In the back-up feature to last week's Detective Comics #8, written by Tony S. Daniel and illsutrated by Szymon Kudranski, Harvey Dent, aka Two-Face, appropriately adopts both sides of the recent philosophical and psychological debate over character traits.
First, Harvey shows us the situationist position:
Situationists such as John M. Doris, author of Lack of Character: Personality and Moral Behavior, argue that people do not have general character traits like honesty and courage, but rather that their moral behavior depends very strongly on the circumstances of any particular situaiton. This work is based on psychological research showing that, for instance, people are much more likely to help a stranger after finding a coin in a phone booth (or other seemingly irrelevant and trivial cues).
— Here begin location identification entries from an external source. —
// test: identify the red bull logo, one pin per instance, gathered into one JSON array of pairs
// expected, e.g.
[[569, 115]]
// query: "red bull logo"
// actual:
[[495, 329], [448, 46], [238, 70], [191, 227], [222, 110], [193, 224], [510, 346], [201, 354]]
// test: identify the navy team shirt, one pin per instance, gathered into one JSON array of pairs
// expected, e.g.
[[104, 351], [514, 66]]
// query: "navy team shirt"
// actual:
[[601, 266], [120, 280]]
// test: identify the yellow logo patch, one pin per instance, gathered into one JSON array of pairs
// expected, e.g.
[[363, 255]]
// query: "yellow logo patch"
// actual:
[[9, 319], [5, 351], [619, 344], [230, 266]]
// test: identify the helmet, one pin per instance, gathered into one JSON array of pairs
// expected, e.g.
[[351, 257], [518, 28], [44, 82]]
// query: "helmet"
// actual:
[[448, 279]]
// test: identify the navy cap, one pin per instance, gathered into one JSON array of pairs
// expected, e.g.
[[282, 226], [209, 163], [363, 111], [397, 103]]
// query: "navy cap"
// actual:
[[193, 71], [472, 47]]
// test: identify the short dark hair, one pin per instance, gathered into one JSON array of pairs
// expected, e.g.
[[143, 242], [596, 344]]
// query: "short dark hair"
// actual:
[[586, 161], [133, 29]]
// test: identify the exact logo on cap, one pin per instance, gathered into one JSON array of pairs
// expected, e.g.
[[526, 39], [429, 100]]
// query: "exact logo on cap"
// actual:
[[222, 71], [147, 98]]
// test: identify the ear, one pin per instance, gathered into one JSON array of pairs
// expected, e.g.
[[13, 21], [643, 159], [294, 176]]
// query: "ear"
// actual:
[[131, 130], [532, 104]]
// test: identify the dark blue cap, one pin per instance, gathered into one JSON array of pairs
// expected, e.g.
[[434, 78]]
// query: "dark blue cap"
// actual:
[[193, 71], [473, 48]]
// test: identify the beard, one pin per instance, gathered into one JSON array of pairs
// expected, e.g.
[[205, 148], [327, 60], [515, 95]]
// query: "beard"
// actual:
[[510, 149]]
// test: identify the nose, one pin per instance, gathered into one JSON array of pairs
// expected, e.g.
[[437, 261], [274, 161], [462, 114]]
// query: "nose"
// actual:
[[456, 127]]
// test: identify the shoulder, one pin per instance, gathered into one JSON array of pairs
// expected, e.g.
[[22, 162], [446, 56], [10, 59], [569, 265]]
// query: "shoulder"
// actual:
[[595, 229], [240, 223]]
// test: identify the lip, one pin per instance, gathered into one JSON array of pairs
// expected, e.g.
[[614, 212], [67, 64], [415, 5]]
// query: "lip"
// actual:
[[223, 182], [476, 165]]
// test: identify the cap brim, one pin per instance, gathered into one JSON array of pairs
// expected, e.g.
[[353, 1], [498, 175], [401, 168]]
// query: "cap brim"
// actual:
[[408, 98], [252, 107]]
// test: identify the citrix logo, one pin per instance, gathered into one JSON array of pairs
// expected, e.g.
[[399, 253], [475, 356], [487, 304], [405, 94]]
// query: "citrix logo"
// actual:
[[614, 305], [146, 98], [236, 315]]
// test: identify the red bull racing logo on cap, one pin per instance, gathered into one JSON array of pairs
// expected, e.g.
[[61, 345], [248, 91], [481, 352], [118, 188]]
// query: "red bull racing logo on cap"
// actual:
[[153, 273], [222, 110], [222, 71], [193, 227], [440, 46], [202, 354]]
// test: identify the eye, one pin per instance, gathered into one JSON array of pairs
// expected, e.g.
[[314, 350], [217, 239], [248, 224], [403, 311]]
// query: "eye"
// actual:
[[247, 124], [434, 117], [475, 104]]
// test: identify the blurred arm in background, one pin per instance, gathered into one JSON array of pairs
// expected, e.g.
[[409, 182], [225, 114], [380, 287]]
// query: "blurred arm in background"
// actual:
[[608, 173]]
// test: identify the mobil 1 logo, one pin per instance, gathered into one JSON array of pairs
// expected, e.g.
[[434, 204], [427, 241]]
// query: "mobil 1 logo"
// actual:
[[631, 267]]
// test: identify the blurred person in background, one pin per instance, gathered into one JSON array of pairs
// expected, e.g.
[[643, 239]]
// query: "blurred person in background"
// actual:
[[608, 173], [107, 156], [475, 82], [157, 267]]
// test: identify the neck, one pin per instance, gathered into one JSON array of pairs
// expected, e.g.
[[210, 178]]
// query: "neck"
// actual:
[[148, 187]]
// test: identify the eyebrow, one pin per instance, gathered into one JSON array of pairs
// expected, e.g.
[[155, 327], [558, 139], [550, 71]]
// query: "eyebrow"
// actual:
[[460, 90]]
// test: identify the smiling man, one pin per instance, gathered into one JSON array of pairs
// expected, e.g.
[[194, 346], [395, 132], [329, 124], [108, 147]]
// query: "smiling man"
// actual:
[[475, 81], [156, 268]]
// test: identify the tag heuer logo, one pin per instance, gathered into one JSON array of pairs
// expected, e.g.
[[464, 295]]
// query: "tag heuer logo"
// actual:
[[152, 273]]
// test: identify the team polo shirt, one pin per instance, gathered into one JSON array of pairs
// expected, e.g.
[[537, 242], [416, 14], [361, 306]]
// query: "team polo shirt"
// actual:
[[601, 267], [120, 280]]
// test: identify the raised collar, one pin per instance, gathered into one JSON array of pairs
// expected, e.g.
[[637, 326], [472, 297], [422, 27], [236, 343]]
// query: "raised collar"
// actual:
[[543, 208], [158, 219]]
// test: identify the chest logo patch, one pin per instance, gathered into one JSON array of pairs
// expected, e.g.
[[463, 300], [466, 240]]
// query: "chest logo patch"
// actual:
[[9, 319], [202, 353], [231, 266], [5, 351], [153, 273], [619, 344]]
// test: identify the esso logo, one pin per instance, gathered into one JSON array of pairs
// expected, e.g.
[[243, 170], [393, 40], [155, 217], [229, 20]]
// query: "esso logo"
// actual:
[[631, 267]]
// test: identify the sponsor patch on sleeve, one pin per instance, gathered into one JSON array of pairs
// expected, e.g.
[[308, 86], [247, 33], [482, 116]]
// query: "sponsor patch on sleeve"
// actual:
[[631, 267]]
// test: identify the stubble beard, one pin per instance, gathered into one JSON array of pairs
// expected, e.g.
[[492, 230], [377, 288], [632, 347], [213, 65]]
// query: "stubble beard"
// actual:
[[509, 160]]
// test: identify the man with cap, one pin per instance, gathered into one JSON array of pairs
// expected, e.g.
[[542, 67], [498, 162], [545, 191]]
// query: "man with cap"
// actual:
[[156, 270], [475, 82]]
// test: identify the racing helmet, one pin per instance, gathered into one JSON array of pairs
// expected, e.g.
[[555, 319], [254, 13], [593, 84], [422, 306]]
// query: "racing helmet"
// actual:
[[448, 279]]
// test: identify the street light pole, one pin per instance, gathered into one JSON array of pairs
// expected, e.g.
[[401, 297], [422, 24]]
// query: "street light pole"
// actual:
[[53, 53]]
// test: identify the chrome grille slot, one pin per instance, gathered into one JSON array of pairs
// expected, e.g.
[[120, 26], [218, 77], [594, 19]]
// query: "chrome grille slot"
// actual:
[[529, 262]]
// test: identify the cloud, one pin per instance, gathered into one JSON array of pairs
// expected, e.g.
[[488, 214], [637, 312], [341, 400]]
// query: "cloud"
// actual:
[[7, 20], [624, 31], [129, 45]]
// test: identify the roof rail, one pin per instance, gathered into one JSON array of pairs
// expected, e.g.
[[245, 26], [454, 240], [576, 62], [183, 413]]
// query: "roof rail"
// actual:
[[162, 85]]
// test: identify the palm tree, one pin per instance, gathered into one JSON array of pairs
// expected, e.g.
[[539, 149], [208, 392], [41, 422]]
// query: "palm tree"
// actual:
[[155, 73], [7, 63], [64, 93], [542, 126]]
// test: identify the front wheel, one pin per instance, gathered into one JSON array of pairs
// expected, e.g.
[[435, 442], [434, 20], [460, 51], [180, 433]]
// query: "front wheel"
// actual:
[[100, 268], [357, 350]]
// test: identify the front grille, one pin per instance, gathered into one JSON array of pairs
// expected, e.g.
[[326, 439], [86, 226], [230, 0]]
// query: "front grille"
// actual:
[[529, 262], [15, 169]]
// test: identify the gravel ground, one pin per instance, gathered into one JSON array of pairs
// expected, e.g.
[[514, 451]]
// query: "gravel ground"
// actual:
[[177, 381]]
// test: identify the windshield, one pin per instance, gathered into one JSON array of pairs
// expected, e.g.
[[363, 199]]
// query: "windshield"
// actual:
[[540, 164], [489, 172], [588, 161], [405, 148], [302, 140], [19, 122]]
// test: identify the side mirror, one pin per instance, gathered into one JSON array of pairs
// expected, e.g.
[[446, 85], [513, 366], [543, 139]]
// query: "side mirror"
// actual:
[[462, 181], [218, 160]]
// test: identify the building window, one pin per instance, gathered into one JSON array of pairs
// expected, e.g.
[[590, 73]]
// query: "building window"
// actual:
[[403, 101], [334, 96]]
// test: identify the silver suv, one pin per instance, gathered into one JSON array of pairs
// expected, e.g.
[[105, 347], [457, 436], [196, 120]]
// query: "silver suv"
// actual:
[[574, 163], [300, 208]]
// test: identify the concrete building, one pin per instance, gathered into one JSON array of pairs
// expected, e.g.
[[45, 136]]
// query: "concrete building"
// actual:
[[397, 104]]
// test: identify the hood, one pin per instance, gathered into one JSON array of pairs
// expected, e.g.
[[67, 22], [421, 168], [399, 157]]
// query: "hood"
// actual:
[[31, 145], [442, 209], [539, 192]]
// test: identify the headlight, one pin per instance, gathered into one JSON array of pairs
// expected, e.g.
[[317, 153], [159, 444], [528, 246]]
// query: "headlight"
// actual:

This is widely seen as a criticism of virtue ethics, which claims that people do have robust character traits or dispositions that correspond to the virtues. Luckily for us, Two-Face also represents this position:
Virtue ethicists respond to the situationist critique in a number of ways. For instance, they argue that they never claimed that character traits and action were correlated precisely, so there is no problem with observing some situational variation in behavior. Also, they argue that the experiments don't show that circumstances change any particular person's behavior; they simply separate those with robust character traits from those without. (Showing his own professional virtue, Doris lists much of his critics' work here; Gopal Sreenivasan's "Errors about Errors: Virtue Theory and Trait Attribution" is particularly good.)